In the well-lit kitchen,
with the warm sunlight casting its noon rays,
I gather up the ingredients
and place them down on the clean marble countertops
to make chocolate-chip cookies.
I crack open the organic eggs,
measure out the vanilla extract, sugar, baking soda,
and butter. They all begin to pour out their sweet and distinct scents.
When I pour the flour out, and specks of flour
spill on the counter and fly in the air around me,
I can smell my childhood and feel its softness, pulling
me back to a memory in the kitchen.
~
I am balancing on the tips of my toes,
wrapping my fingers around the edge of the kitchen counter,
peering at what my nanny, Yan, is making.
She stops to bring me a pink stepping stool.
Her black hair streaked with grey is pulled to a low bun
and her floral apron is tied around her waist.
She never needs to follow a recipe,
the ingredients and measurements come to her.
The countertops are sprinkled with flour
like fairy dust. Something magical is happening
in the kitchen.
She is making the wrappers for dumplings.
Her hands are covered in flour,
and she is kneading the flour and water with a loving rhythm.
The moldable wrappers never break apart—they listen to her.
The flour is everywhere
to keep the wrappers from sticking to the kitchen counter.
Standing beside her, I feel the droplets of water as she mixes it into the dough,
and my fingers leave fingerprints of flour around.
Every time like clockwork, she knows exactly
why I’m waiting.
She hands me a small rolled up yellowy white ball
of flour and water, and I draw the soft dough
to my nose, breathing in the familiar scent,
and I press my fingers into the moldable dough shaping it into a heart.
I never separate the dough in the same way that I never want to be separated from her.
I love the homey smell of the flour mixture; it is tempting
to take a bite, but I know it wouldn’t taste good yet.

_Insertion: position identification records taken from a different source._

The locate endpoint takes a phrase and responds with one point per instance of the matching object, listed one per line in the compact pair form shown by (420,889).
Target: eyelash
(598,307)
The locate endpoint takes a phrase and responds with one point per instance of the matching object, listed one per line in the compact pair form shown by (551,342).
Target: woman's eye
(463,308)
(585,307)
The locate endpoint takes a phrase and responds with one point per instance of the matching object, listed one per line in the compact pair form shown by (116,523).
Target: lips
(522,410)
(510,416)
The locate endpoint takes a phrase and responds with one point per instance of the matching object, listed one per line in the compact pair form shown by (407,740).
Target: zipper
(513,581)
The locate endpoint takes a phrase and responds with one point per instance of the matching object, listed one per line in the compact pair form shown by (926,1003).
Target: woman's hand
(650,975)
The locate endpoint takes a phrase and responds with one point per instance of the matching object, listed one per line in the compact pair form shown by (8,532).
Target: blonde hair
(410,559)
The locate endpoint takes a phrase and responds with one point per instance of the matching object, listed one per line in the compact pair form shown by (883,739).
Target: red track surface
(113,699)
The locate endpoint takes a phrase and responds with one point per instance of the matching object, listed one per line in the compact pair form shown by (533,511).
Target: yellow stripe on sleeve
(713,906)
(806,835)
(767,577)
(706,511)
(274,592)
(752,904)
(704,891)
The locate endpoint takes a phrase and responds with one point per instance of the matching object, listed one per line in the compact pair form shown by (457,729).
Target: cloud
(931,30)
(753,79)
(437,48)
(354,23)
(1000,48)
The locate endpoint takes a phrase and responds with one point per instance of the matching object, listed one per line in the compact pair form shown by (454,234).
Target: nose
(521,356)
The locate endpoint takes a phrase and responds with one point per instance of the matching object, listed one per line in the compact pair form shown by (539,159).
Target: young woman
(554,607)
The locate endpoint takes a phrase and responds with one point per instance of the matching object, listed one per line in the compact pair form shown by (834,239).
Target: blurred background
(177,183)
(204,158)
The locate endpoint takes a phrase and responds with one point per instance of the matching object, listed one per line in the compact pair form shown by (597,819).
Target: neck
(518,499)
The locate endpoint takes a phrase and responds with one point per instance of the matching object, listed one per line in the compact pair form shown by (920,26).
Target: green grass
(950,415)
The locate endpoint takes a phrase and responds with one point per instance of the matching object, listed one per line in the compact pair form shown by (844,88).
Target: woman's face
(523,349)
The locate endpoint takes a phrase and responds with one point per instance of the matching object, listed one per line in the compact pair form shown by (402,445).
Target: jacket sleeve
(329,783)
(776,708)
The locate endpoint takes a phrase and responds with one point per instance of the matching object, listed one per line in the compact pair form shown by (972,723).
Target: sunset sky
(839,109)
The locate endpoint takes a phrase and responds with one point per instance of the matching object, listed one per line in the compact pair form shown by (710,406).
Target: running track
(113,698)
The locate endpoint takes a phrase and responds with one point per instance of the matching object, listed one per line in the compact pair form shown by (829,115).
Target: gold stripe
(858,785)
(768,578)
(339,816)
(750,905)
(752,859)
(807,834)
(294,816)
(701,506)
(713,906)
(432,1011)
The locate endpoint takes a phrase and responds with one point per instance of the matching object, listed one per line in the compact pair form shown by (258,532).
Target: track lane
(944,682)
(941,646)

Meanwhile, the comforting, rich savory smell of the dough with the meat filling
permeates through the kitchen.
I watch as she gently transports
the filling of pork, leek, and shrimp
onto the wrapper.
I watch mesmerized as she folds and pleats the dumplings,
pressing the ends of the wrapper together as if to keep the filling buried in like gold.
She hands me one and teaches me how to fold it.
But mine never looks as good as hers.
The little dumplings look stiff, but I know they
will soften and warm up once they are boiled.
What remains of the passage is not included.